Perhaps school presidents should think twice about hiring athletic directors with non-traditional college athletic backgrounds. In conversations Tuesday with multiple college athletic directors and athletic officials, that thought came up quickly. And school presidents certainly should make sure their hires, regardless of background, understand the unique nature of the college athletic business.
College athletics has become more and more about the money in recent years, but it’s not ALL about the money. It never will be when the customer base is motivated by deep feelings and longtime allegiances that are based on ideas and tradition that do not fit on a balance sheet.
Brandon’s background was in the business of pizza, spending more than a decade as the CEO of Domino’s.

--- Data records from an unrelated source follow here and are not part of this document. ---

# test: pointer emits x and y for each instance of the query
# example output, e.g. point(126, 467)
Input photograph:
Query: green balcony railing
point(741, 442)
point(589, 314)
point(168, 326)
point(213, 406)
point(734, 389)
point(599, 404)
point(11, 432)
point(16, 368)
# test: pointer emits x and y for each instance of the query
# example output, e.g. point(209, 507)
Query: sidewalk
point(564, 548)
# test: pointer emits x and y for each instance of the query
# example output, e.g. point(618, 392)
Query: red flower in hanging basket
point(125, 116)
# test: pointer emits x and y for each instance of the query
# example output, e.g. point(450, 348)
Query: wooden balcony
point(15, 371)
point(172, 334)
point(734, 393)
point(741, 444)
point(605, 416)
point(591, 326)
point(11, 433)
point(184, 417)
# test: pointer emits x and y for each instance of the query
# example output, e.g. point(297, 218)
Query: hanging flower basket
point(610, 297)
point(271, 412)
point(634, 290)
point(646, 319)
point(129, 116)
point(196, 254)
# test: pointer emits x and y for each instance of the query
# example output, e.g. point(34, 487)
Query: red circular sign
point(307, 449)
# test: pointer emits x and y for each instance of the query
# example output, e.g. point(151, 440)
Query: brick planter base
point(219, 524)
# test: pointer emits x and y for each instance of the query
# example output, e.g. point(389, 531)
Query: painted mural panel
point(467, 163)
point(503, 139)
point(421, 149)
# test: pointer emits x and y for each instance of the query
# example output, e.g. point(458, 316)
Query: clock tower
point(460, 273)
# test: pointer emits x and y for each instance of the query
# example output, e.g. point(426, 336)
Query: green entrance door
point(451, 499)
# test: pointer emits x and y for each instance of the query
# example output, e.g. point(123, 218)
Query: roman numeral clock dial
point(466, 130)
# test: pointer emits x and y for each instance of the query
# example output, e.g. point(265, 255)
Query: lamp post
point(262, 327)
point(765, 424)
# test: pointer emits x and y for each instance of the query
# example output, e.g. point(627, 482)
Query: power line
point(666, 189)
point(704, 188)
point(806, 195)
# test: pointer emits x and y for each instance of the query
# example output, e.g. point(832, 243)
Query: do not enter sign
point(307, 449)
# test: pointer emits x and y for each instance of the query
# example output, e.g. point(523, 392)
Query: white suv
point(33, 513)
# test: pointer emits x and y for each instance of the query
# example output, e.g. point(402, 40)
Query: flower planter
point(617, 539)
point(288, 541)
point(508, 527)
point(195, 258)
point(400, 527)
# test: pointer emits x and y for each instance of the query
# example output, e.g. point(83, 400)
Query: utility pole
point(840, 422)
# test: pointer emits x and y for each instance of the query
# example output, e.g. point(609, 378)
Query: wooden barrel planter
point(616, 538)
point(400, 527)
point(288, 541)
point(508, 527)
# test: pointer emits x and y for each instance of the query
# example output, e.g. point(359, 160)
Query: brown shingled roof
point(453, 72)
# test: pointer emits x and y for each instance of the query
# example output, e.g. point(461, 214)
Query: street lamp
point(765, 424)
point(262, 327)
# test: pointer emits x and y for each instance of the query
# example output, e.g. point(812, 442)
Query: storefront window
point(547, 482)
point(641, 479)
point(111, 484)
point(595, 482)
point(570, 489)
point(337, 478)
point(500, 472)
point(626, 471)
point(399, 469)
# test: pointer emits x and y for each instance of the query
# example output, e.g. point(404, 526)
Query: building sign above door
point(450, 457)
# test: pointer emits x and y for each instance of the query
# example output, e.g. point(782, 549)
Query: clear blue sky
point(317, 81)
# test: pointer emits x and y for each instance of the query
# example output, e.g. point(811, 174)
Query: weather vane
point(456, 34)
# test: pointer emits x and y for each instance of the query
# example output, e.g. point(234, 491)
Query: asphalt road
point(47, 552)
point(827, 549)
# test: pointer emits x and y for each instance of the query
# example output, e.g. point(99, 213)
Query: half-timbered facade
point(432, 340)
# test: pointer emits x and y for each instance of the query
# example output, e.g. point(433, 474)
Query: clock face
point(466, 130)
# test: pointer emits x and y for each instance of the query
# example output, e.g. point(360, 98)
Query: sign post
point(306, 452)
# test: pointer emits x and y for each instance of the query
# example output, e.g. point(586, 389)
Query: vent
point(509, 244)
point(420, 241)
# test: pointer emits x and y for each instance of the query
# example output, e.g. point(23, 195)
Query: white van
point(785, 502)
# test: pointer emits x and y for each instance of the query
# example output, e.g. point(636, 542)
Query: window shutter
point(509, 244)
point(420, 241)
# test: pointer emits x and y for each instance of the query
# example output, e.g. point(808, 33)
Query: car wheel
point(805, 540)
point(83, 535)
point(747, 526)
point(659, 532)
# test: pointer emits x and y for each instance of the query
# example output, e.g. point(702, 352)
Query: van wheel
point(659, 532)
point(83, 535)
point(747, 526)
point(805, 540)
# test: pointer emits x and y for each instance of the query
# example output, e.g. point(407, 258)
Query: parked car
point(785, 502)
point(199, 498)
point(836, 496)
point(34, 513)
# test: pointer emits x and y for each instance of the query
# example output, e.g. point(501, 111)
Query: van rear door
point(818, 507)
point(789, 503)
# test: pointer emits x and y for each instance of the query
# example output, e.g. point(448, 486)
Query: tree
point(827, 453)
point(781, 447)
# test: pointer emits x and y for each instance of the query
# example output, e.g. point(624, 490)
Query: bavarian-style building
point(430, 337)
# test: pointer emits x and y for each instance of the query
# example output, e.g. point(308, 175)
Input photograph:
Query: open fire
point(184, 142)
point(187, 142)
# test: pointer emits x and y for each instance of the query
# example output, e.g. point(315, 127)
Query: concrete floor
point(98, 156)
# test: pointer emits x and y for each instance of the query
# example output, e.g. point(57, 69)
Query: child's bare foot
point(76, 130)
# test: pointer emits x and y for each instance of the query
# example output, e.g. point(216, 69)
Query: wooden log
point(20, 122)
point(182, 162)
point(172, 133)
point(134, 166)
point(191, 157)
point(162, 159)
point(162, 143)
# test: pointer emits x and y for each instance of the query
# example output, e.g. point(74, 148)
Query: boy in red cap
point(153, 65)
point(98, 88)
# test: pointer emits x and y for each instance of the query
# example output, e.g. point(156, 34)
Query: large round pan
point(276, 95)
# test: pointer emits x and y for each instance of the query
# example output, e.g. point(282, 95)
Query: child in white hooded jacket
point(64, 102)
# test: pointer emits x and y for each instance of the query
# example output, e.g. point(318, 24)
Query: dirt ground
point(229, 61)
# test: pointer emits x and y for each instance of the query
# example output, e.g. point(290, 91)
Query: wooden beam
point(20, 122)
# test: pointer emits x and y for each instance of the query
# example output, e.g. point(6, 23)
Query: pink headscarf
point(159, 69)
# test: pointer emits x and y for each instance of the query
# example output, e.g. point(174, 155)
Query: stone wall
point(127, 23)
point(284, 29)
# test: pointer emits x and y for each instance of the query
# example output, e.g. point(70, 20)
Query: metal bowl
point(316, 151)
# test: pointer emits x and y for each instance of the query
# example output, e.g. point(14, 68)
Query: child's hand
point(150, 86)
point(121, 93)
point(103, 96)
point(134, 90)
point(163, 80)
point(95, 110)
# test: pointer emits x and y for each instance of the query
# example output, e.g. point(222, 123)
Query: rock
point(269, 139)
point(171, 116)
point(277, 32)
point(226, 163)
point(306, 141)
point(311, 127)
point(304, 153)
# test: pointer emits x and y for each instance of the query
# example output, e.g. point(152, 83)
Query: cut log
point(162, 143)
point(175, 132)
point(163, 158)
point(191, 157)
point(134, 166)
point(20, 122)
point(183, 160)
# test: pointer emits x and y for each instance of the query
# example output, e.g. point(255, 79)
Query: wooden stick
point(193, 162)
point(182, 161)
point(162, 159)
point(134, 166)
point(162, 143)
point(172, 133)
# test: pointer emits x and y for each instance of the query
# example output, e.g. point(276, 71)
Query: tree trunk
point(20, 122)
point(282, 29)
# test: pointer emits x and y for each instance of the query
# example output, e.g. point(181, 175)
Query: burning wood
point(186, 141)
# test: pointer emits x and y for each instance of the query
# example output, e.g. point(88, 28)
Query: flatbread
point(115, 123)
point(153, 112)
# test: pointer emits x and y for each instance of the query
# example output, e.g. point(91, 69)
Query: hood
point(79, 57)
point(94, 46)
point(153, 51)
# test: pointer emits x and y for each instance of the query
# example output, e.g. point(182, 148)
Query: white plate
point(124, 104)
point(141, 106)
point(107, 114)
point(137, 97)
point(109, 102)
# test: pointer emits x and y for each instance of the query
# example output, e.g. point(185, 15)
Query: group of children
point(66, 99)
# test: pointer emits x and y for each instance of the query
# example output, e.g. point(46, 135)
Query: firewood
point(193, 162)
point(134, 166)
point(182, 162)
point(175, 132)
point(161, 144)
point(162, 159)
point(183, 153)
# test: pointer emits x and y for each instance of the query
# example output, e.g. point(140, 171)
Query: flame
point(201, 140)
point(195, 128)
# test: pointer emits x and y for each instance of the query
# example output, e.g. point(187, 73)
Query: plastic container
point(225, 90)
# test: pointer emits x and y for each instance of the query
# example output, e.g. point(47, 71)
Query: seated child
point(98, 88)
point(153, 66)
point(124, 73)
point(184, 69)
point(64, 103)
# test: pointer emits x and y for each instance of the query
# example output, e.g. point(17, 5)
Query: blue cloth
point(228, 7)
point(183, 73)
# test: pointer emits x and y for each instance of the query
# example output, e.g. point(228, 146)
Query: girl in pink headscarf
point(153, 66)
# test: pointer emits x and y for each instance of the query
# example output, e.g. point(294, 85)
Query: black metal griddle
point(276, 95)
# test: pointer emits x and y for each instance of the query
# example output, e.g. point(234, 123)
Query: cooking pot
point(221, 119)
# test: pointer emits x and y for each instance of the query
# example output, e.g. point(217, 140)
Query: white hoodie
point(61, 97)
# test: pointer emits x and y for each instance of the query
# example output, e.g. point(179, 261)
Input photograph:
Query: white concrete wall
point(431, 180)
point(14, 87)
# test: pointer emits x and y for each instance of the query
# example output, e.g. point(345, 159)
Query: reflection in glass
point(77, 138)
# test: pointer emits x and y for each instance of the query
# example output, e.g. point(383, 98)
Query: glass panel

Patterson’s was in the business of professional sports, most notably as the president of the Portland Trail Blazers before a short stint as the athletic director at Arizona State prior to being hired at Texas.
Neither Brandon or Patterson understood — or adapted to — the unique challenges of running a college athletic program. In a corporate setting, you only have to answer to your board and shareholders, who are happy as long as there are profits. In a pro sports setting, you only have to answer to your owner(s), and if you’re making money, you’re generally fine.
Big-time college athletics is a different beast; it’s a balancing act. You must make good hires in your revenue-driving sports to be successful, appease fans and fill seats. You must keep multiple constituencies happy — most notably, the biggest donors and the head coaches. You’ve got to be able to look people in the eye when you talk to them to build relationships and a sense of loyalty.
You need to understand the environment to do the job effectively.
Some of the most successful athletic directors in the nation — Michigan State’s Mark Hollis, Arizona’s Greg Byrne, Louisville’s Tom Jurich, for example — have spent their entire careers working in college athletic administration.
They understand how an athletic department operates. They value tradition. They have strong relationships with the media, so they can get their messages to the public clearly and quickly. They know how to navigate tricky situations and potential potholes. They don’t arrive at a school and completely overhaul everything with an eye on the profit margin only.
Now these two bottom-line bosses are costing their former employers millions of dollars in buyouts/settlements — not to mention the hundreds of thousands of dollars spent on search firms to hire them in the first place.
Now, after two of the most successful athletic departments in the nation failed so spectacularly, it would be wise for those making hires to avoid this blueprint, if possible.
Just my two cents. Patterson would probably charge me a buck for it.